Per non dire sui giornali. Come girafrittate il premier è un campione e non bisogna fare sforzi per averne prova: è sufficiente rileggersi ciò che ha detto l’ altro ieri quando ha accusato l’ opposizione di personalizzare contro di lui il referendum e quanto lo stesso Renzi dichiarava un paio di settimane fa. È il capo del governo ad aver trasformato il plebiscito di ottobre in un plebiscito su di lui, ma ora preferisce sostenere che siano stati gli altri. Del resto, non si fa politica se non si sa raccontare un certo numero di bugie. Nel caso del presidente del Consiglio per elencarle tutte serve un’ Enciclopedia, ma tutti ricordano – anche perché lo scrisse in un libro – che non si sarebbe candidato alla segreteria, salvo poi farlo qualche mese dopo….
Soprattutto, non c’ è chi abbia dimenticato come la settimana prima di fargli le scarpe disse a Enrico Letta di stare sereno.
Lasciamo però perdere contraddizioni e menzogne, il fine che giustifica i mezzi, e restiamo al punto. Negli anni Novanta, dopo la vittoria dell’ Ulivo, Silvio Berlusconi si sedette al tavolo delle riforme con Massimo D’ Alema. Era un Cavaliere indebolito dalle inchieste giudiziarie, dalla caduta del suo governo, dalla rottura con la Lega e dalla sconfitta elettorale. In molti, anche nel suo entourage, lo esortarono per salvarsi a fare l’ accordo con l’ allora presidente della Bicamerale. Non si parlava di patto del Nazareno ma di patto della Crostata: il presidente dei Ds assicurava una specie di salvacondotto giudiziario, con una riforma che mettesse a cuccia i pm, Silvio in cambio votava la riforma che doveva garantire a D’ Alema la sua definitiva consacrazione come statista. Finì come è noto: con Berlusconi che mandò al diavolo l’ accordo e la maggior parte di quelli che gli stavano intorno lo giudicò matto. In realtà, rompendo il giocattolo di Baffino, il Cavaliere in qualche modo provocò tutto ciò che venne dopo: la caduta di Prodi, la fine dell’ Ulivo, la disfatta della sinistra.
Oggi come allora, l’ operazione si può ripetere.

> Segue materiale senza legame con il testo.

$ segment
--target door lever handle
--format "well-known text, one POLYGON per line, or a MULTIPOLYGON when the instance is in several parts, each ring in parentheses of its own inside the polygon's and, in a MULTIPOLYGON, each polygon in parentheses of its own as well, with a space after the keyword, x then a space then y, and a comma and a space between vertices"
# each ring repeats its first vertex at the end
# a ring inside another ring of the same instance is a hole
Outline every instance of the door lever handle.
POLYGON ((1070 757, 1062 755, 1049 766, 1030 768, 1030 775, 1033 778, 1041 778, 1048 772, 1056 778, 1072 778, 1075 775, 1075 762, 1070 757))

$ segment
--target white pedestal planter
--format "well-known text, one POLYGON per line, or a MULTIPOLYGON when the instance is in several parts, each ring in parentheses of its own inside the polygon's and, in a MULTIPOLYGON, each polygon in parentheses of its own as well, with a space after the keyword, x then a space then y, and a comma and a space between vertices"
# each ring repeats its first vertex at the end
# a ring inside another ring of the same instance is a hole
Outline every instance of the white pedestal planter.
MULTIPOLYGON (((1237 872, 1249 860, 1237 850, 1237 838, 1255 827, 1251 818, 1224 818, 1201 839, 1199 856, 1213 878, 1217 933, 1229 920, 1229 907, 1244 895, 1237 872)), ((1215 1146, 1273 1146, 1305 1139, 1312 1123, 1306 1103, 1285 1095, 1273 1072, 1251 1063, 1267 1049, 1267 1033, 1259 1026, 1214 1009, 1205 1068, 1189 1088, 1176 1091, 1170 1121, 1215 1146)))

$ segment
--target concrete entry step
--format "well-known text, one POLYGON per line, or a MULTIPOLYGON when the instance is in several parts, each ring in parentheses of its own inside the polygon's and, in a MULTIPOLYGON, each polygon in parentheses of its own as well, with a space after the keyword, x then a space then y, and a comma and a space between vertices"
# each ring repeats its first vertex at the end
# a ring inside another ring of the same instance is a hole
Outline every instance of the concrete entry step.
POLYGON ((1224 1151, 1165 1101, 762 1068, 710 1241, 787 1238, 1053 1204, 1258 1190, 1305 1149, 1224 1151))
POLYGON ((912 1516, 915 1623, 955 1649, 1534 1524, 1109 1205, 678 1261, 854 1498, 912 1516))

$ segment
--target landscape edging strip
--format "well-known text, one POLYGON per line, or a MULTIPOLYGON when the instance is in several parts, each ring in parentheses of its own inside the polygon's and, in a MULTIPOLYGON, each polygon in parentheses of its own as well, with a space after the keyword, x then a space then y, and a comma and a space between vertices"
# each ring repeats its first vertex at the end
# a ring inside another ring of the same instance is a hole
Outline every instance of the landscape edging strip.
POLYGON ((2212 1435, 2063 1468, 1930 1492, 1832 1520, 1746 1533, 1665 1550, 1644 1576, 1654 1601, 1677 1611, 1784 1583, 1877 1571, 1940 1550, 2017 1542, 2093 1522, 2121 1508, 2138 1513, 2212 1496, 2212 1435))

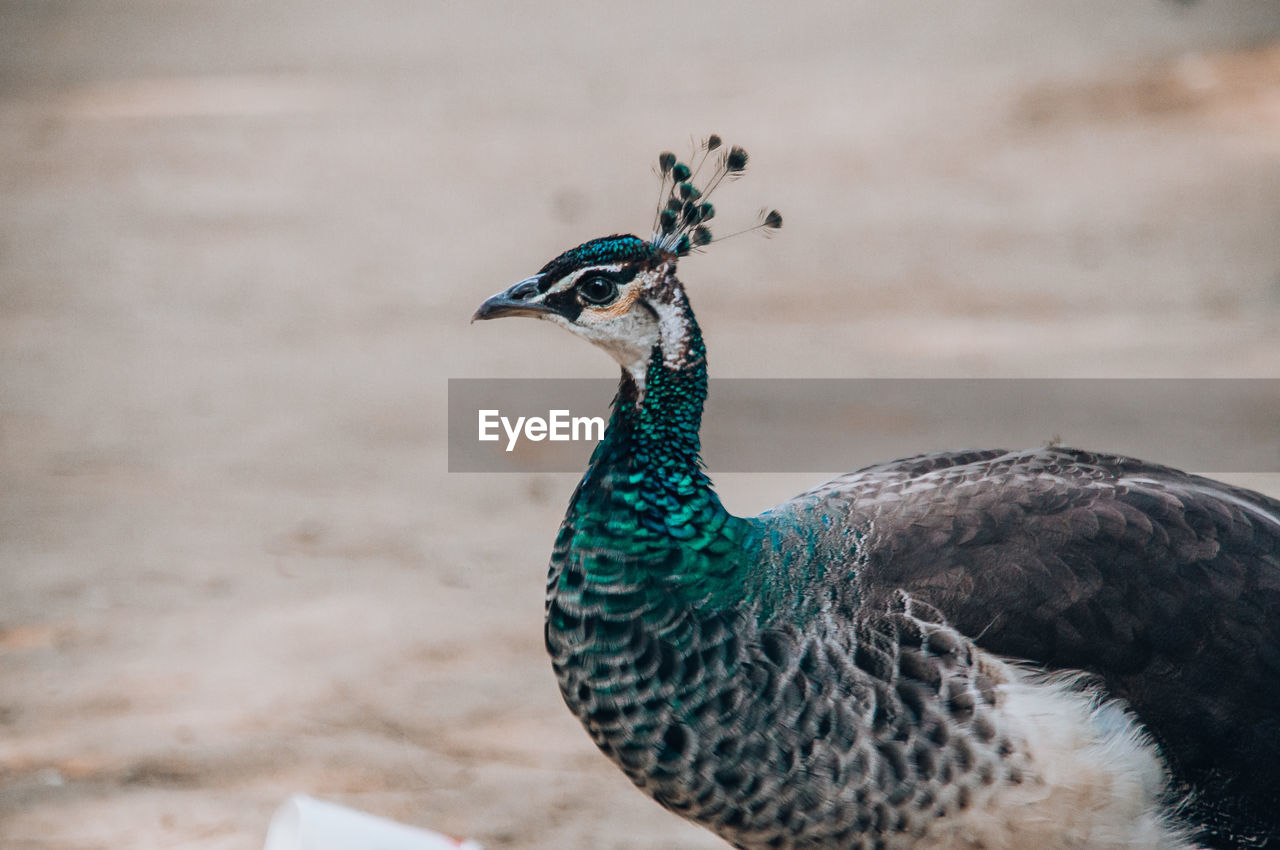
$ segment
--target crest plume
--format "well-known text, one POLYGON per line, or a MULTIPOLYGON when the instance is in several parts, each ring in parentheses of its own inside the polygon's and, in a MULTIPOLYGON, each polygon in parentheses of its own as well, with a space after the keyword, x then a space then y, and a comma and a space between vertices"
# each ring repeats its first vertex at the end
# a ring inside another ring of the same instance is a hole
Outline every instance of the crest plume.
MULTIPOLYGON (((676 159, 670 151, 658 155, 658 210, 654 215, 653 238, 655 248, 683 257, 695 248, 716 241, 707 224, 715 218, 716 209, 708 198, 727 178, 735 180, 747 169, 747 152, 738 145, 728 148, 724 140, 712 133, 697 146, 690 157, 693 163, 676 159), (698 182, 699 175, 708 162, 711 172, 705 181, 698 182)), ((782 227, 782 215, 769 210, 761 215, 753 227, 730 234, 738 236, 753 230, 777 230, 782 227)), ((728 237, 723 237, 727 239, 728 237)))

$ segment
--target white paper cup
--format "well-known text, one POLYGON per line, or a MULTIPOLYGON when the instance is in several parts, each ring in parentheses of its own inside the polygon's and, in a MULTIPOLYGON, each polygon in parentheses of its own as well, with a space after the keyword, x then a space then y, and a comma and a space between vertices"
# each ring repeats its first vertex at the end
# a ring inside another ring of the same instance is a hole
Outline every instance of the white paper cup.
POLYGON ((481 850, 461 841, 294 794, 276 810, 263 850, 481 850))

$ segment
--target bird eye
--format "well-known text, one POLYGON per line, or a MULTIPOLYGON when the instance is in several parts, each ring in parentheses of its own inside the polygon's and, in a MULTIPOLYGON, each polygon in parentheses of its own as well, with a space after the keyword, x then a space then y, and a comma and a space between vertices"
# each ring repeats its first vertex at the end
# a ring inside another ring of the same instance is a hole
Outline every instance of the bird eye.
POLYGON ((607 277, 589 277, 578 284, 578 294, 588 304, 608 304, 618 297, 618 284, 607 277))

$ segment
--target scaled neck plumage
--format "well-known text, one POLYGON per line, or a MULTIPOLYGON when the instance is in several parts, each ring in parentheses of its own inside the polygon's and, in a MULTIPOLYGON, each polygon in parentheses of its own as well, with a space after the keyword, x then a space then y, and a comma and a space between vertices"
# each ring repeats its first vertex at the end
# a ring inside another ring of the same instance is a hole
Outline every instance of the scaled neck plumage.
POLYGON ((673 281, 669 300, 650 307, 660 338, 643 370, 624 365, 605 438, 588 470, 609 490, 634 490, 633 507, 646 526, 680 534, 677 503, 701 493, 719 506, 702 468, 702 411, 707 398, 707 353, 688 300, 673 281), (662 529, 658 527, 662 524, 662 529))
POLYGON ((728 591, 746 521, 721 504, 702 468, 706 347, 676 283, 655 307, 662 336, 643 376, 624 364, 605 437, 578 486, 560 541, 588 572, 627 565, 686 601, 728 591))

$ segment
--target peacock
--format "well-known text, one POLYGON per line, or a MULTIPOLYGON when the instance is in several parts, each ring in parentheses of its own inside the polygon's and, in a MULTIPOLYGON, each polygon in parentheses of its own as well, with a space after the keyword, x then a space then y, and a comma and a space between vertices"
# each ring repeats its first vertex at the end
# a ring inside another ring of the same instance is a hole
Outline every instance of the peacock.
POLYGON ((687 159, 659 157, 650 238, 585 242, 473 319, 621 366, 546 589, 599 749, 741 850, 1280 847, 1280 501, 1049 446, 731 514, 676 266, 748 157, 713 135, 687 159))

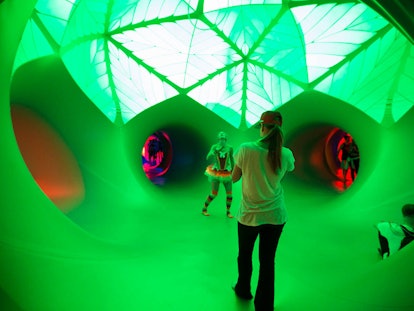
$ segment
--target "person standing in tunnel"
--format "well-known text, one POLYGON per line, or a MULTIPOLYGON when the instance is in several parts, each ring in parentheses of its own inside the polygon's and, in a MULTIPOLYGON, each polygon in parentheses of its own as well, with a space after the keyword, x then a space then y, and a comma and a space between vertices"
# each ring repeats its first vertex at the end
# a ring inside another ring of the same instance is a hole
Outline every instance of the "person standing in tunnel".
POLYGON ((242 179, 238 220, 238 279, 236 295, 251 300, 252 254, 259 237, 259 280, 254 297, 256 311, 273 310, 275 255, 287 221, 281 184, 286 172, 295 168, 290 149, 283 147, 282 115, 266 111, 260 118, 260 139, 244 143, 235 154, 232 180, 242 179))
POLYGON ((352 139, 351 135, 345 134, 345 141, 339 146, 338 152, 341 154, 341 168, 344 184, 346 184, 346 175, 351 170, 351 180, 354 181, 359 168, 359 150, 358 146, 352 139))
POLYGON ((207 196, 202 214, 210 216, 207 209, 210 203, 217 197, 220 183, 223 183, 226 189, 226 215, 233 218, 230 212, 231 203, 233 201, 233 185, 231 173, 234 167, 233 147, 227 144, 227 134, 220 132, 217 135, 218 142, 211 146, 207 154, 207 160, 212 159, 213 164, 207 166, 205 175, 211 183, 211 193, 207 196))

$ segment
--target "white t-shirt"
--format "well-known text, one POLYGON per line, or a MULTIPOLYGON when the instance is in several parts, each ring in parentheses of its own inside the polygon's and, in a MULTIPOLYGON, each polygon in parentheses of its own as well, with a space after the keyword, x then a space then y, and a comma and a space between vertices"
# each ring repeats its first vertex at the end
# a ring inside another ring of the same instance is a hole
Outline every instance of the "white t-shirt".
POLYGON ((244 143, 235 155, 242 170, 242 201, 236 215, 246 226, 284 224, 287 212, 281 180, 295 168, 290 149, 282 147, 281 169, 274 173, 267 160, 267 146, 262 142, 244 143))

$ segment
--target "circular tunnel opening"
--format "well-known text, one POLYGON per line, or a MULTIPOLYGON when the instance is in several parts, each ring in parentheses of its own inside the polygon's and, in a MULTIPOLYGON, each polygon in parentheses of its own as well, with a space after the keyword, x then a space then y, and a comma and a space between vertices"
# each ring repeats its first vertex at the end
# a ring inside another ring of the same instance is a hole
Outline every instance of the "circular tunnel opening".
POLYGON ((156 131, 151 134, 142 148, 142 168, 150 180, 165 175, 171 166, 173 149, 168 133, 156 131))
POLYGON ((142 148, 142 168, 155 185, 189 182, 203 169, 206 142, 185 126, 170 126, 152 133, 142 148))
POLYGON ((347 190, 359 170, 359 148, 351 133, 326 124, 297 130, 287 139, 296 158, 295 177, 312 185, 347 190))

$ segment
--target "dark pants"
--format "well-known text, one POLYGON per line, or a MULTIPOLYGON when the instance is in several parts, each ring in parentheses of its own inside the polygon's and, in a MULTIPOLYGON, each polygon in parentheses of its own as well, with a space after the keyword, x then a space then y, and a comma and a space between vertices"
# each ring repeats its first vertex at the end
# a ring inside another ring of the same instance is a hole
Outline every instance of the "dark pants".
POLYGON ((259 281, 254 305, 256 311, 273 311, 275 295, 275 255, 282 234, 283 225, 245 226, 238 223, 239 256, 237 258, 239 278, 236 291, 250 295, 252 278, 252 254, 255 241, 259 236, 259 281))

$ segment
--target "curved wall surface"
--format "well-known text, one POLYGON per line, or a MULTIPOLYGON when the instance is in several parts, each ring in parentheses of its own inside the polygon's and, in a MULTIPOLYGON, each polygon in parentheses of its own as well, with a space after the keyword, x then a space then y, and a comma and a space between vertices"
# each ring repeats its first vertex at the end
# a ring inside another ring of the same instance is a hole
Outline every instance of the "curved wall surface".
MULTIPOLYGON (((183 215, 191 214, 190 206, 200 205, 207 194, 200 194, 206 187, 200 150, 208 150, 219 130, 228 133, 235 147, 255 139, 256 130, 238 131, 182 97, 117 127, 90 104, 56 57, 28 63, 11 77, 14 53, 34 4, 0 4, 0 42, 6 47, 0 59, 0 307, 253 310, 223 297, 227 293, 206 290, 222 285, 209 286, 203 272, 217 260, 211 259, 215 248, 204 249, 197 240, 200 233, 188 231, 189 223, 201 216, 183 215), (85 196, 68 215, 30 174, 14 136, 11 104, 41 115, 74 154, 85 196), (176 171, 167 176, 171 182, 157 187, 142 171, 141 149, 149 135, 165 129, 174 129, 184 147, 177 148, 183 151, 175 157, 181 162, 172 165, 176 171), (183 218, 177 221, 177 214, 183 218)), ((358 178, 342 194, 316 177, 310 182, 295 175, 286 179, 290 222, 277 259, 280 310, 412 310, 414 246, 378 260, 373 225, 399 221, 401 206, 414 201, 414 111, 384 127, 316 92, 294 98, 280 111, 286 143, 294 152, 303 150, 289 145, 294 135, 327 124, 351 133, 361 153, 358 178)), ((240 195, 239 185, 234 192, 235 198, 240 195)), ((216 230, 236 230, 228 223, 212 223, 216 230)), ((210 231, 208 235, 210 241, 222 241, 210 231)), ((236 244, 235 236, 230 238, 229 252, 236 244)), ((234 258, 222 260, 235 264, 234 258)), ((214 277, 222 282, 221 276, 214 277)))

Basta crederci. Basta votare No e la dittatura democratica di Renzi non andrà in porto, perché «Se salta il referendum non salta solo il governo. Salto io, e si chiude la mia storia politica».
Non l’ ho detto io, lo ha detto Renzi. Se lo si desidera, lo si può accontentare.
Ps. Questo è il mio ultimo articolo per Libero. L’ editore ha deciso un avvicendamento alla guida del vostro quotidiano. Come in ogni giornale, l’ editore è sovrano e io mi faccio da parte.